Nach einem nüchternen Einstieg und einer wenig emotionalen Liebesgeschichte endet Lilys Abschnitt unerwartet spannend mit einem Familiengeheimnis und der Frage, was Lilys Eltern und Matthews Vater vor ihren Kindern verbergen.
Nicks Abschnitt gleicht einer Coming-of-Age-Geschichte. Er hat chinesische Wurzeln, die man ihm nicht ansieht und Fragen zu seinem Vater, die ihm seine Mutter nicht gestattet.
Mei blickt 2030 auf ihr Leben zurück, auf ihren steinigen Weg des "American Dream", aber auch auf die Fehler, die sie begangen hat.

"Real Americans" ist eine Familiengeschichte über mehrere Jahrzehnte hinweg, die überwiegend in den USA handelt, wobei die Hauptfiguren chinesische Wurzeln hat, was sich zu einer generationenübergreifenden Geschichte über Zugehörigkeit und Identitätssuche entwickelt.
Der Roman ist durch die drei Hauptfiguren, deren unterschiedliche Lebensalter und die Erfahrungen, die sie prägen, aber auch durch die Themen, die sie bewegen und die Herausforderungen, vor die sie gestellt werden, facettenreich und vielschichtig.
Die unterschiedlichen Erzählstimmen gestalten die Lektüre abwechslungsreich und lassen jede(n) LeserIn eine Identifikationsfigur finden.
Die Trennung der Erzählperspektiven und die Zeitsprünge erwecken allerdings das Gefühl, drei Kurzgeschichten zu lesen. Als Familienroman fehlt eine geschickte Verknüpfung, wobei insbesondere der dritte Abschnitt, in dem Mei ihrem fremden Enkel ihre Lebensgeschichte erzählt, unbeholfen wirkt und zudem die Erzählperspektive nicht konsequent eingehalten wird, um die Geschichte zu Ende zu erzählen.

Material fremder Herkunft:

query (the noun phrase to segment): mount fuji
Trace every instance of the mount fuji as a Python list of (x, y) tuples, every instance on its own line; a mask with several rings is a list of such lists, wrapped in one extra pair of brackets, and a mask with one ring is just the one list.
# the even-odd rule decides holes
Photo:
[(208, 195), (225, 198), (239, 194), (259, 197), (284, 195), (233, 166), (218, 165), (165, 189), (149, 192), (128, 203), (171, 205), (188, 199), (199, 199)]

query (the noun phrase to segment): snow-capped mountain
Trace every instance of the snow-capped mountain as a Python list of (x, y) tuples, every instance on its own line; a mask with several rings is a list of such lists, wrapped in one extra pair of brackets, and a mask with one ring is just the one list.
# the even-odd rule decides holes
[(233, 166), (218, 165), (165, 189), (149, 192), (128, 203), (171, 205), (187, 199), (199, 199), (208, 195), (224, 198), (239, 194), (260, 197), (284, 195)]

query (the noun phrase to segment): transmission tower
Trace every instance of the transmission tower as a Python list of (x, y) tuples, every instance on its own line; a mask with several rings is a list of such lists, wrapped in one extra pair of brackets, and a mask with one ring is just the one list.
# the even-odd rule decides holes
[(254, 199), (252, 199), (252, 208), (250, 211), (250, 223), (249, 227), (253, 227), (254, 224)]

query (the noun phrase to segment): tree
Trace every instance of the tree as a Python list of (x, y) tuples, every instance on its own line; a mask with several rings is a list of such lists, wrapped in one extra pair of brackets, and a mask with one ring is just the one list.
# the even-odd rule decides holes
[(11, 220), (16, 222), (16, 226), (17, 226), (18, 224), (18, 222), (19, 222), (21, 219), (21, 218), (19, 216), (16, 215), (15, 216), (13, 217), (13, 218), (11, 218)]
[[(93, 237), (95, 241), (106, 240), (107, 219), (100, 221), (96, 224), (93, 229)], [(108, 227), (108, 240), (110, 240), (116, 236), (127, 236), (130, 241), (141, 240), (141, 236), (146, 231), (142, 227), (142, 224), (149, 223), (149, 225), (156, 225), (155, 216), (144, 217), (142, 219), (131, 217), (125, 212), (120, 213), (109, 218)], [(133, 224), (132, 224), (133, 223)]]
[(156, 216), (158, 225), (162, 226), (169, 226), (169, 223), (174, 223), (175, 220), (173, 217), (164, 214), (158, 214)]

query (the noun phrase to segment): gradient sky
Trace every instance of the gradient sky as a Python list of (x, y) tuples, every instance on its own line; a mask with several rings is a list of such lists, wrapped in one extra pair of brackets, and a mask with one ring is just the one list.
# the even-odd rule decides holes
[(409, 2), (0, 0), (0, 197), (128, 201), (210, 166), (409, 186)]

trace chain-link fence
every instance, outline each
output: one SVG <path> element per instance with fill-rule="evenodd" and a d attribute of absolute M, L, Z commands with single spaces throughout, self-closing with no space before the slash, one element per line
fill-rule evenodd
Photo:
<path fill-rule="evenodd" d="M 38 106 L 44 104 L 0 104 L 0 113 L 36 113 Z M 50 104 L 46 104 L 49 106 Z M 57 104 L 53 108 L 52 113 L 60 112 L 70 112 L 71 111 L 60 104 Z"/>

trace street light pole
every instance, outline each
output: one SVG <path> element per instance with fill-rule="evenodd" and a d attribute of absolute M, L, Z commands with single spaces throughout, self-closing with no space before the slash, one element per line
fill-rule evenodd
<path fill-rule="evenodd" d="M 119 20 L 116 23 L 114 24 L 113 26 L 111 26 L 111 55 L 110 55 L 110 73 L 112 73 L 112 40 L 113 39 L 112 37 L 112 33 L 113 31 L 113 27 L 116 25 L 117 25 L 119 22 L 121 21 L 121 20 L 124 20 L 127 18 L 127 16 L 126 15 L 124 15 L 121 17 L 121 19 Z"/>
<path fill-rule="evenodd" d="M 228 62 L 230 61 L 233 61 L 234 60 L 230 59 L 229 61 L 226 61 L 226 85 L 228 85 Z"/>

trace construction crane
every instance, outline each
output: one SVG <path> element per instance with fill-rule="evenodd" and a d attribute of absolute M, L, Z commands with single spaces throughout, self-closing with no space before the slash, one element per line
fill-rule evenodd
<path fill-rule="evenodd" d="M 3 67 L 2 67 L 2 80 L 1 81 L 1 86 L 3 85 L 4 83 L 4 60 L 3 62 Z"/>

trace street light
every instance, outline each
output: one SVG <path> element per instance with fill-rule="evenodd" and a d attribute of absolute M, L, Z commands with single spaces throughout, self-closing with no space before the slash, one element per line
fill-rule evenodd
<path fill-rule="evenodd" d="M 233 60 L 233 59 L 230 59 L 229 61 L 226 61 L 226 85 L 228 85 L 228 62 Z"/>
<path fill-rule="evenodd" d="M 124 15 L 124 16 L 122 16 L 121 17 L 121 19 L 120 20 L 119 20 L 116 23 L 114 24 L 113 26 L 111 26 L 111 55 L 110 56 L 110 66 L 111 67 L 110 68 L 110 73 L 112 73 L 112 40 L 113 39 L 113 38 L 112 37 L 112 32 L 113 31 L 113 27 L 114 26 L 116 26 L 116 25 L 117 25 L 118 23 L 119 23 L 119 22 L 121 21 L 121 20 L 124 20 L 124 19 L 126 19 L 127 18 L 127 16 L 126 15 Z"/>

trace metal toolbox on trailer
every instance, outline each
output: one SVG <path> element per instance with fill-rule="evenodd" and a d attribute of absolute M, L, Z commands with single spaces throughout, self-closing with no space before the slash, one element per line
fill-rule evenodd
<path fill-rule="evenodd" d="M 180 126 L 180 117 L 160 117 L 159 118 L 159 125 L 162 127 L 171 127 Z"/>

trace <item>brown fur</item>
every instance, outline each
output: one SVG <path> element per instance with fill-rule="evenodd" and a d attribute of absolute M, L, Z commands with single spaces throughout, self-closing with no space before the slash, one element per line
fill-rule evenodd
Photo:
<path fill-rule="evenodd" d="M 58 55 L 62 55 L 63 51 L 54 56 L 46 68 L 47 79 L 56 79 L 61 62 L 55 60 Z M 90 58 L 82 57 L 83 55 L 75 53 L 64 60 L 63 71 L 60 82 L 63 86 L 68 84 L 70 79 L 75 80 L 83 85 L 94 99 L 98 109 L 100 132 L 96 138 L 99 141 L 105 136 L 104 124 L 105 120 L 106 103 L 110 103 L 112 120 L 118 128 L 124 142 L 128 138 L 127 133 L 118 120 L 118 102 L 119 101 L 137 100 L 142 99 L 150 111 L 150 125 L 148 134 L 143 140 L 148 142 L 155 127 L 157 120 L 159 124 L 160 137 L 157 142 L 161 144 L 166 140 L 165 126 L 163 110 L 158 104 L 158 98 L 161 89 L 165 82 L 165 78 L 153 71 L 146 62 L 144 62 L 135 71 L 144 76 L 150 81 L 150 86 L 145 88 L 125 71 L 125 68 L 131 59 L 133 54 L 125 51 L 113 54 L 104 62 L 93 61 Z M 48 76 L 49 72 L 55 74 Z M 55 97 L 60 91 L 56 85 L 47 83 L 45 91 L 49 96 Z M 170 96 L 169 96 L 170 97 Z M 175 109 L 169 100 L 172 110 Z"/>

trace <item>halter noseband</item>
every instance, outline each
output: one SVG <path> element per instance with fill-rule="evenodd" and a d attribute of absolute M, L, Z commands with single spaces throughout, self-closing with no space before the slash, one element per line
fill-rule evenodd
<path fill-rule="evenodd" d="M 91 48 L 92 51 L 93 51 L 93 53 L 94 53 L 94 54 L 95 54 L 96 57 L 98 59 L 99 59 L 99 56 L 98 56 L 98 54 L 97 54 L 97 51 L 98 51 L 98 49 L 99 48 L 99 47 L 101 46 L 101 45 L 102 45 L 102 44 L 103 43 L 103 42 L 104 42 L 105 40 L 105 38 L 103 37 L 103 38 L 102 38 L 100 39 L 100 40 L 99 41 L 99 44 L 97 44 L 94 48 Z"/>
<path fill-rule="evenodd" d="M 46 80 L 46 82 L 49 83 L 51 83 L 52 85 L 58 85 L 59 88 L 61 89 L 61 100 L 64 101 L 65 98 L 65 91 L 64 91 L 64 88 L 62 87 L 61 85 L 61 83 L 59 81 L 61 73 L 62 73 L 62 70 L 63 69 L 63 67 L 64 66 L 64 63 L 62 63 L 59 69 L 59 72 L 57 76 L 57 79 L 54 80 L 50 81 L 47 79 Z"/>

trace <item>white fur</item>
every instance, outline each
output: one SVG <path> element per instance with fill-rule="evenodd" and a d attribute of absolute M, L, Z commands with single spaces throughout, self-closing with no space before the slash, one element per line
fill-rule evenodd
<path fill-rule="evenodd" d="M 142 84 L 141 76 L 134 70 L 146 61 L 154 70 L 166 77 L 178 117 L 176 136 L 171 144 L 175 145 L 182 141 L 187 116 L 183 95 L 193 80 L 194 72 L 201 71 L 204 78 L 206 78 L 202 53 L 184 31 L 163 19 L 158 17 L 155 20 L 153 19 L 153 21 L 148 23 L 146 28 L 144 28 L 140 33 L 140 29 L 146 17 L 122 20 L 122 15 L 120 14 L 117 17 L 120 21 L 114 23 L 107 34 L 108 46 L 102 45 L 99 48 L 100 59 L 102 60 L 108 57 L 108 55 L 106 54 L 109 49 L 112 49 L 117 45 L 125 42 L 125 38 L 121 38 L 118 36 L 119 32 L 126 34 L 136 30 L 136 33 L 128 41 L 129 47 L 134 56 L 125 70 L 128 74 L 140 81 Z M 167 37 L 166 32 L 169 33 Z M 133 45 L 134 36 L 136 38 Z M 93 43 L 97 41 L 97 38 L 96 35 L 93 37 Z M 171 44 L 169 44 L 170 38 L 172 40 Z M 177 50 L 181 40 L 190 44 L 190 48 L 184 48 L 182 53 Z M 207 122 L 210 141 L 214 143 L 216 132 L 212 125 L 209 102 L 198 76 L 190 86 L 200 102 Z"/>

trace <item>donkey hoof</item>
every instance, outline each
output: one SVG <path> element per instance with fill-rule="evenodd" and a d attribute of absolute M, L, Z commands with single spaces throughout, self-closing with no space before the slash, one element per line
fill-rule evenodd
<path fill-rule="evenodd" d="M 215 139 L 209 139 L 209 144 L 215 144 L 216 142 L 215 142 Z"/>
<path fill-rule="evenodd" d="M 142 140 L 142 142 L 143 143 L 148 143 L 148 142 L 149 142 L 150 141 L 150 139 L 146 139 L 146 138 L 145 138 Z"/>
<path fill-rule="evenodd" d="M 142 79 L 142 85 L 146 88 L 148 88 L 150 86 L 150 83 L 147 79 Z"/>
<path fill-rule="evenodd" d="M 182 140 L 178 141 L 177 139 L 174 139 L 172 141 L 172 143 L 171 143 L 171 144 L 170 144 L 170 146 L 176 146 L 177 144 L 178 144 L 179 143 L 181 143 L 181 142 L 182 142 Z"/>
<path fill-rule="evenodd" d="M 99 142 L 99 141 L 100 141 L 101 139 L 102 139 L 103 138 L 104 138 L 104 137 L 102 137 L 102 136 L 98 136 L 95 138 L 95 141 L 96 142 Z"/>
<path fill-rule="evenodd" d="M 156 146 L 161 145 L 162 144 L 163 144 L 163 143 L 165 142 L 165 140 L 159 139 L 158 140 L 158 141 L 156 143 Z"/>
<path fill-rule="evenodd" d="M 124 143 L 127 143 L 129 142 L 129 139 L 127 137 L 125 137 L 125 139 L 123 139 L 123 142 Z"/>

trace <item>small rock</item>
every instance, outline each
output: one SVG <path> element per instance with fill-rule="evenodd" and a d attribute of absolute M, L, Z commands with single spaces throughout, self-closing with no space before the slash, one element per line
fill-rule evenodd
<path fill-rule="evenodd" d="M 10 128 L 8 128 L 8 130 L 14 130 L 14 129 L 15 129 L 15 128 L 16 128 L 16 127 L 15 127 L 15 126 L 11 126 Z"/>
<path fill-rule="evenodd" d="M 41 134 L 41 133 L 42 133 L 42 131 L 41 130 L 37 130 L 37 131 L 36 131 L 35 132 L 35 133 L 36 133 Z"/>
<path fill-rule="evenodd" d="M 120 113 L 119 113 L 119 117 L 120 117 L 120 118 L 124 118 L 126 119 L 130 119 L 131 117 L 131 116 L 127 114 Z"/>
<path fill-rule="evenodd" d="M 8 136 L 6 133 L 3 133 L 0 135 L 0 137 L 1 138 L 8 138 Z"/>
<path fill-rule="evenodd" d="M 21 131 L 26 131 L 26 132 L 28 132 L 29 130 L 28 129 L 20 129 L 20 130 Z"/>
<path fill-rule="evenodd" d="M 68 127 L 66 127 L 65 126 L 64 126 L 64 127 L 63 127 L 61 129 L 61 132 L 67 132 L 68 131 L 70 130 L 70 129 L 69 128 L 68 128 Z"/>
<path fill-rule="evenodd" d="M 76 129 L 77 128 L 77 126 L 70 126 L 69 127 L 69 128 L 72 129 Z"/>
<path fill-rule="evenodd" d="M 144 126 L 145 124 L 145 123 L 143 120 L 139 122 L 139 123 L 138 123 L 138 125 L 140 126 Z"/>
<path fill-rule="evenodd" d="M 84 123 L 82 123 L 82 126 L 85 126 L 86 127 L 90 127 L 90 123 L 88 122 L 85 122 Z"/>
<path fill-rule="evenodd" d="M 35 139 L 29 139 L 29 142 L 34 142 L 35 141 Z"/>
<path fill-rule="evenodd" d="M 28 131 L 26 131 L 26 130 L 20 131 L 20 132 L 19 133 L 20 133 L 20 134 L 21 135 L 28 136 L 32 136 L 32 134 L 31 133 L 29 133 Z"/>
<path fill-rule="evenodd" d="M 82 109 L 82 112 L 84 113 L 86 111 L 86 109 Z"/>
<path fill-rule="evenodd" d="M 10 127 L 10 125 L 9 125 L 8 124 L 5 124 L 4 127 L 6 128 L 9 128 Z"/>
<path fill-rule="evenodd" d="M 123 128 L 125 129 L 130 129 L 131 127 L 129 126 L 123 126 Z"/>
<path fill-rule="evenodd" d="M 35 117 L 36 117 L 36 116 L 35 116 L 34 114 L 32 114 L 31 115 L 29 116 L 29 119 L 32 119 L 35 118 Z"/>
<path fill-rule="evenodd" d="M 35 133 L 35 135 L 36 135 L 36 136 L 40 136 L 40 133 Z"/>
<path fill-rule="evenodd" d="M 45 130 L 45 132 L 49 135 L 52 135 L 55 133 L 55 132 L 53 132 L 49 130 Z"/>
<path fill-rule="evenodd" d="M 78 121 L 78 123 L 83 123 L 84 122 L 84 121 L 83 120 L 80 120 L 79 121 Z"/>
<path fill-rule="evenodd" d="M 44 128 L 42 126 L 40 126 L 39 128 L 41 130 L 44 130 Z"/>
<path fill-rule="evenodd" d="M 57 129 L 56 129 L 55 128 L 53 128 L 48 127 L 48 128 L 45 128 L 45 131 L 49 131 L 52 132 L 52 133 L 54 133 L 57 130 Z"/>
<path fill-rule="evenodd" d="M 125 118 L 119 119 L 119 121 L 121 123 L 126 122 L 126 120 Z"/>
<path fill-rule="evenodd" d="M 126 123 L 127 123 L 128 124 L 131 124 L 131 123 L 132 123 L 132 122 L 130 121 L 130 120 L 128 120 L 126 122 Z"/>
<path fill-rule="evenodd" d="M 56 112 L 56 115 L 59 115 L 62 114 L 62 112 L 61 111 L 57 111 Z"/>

Die Fülle der Themen ist ambitioniert, weshalb der Roman ihnen nicht vollumfänglich gerecht werden kann. Während Fragen nach der eigenen Identität und die Suche nach Glück, Klassenunterschiede, Sexismus, Fremdsein und Einsamkeit aus drei Perspektiven mannigfaltig betrachtet werden, geraten andere Aspekte wie Rassismus, Forschung und Ethik, aber auch die entscheidenden innerfamiliären Konflikte, zu sehr in den Hintergrund.
Die vererbte Gabe des Stopps der Zeit, das in allen drei Erzählsträngen verwendet wird, verleiht der Geschichte einen Hauch Magie, passt damit aber nicht zu dem wissenschaftlichen Komplex, der mit der Frage nach der Beeinflussung des Schicksals durch Veränderung der DNA einen wesentlichen Kern der Handlung ausmacht.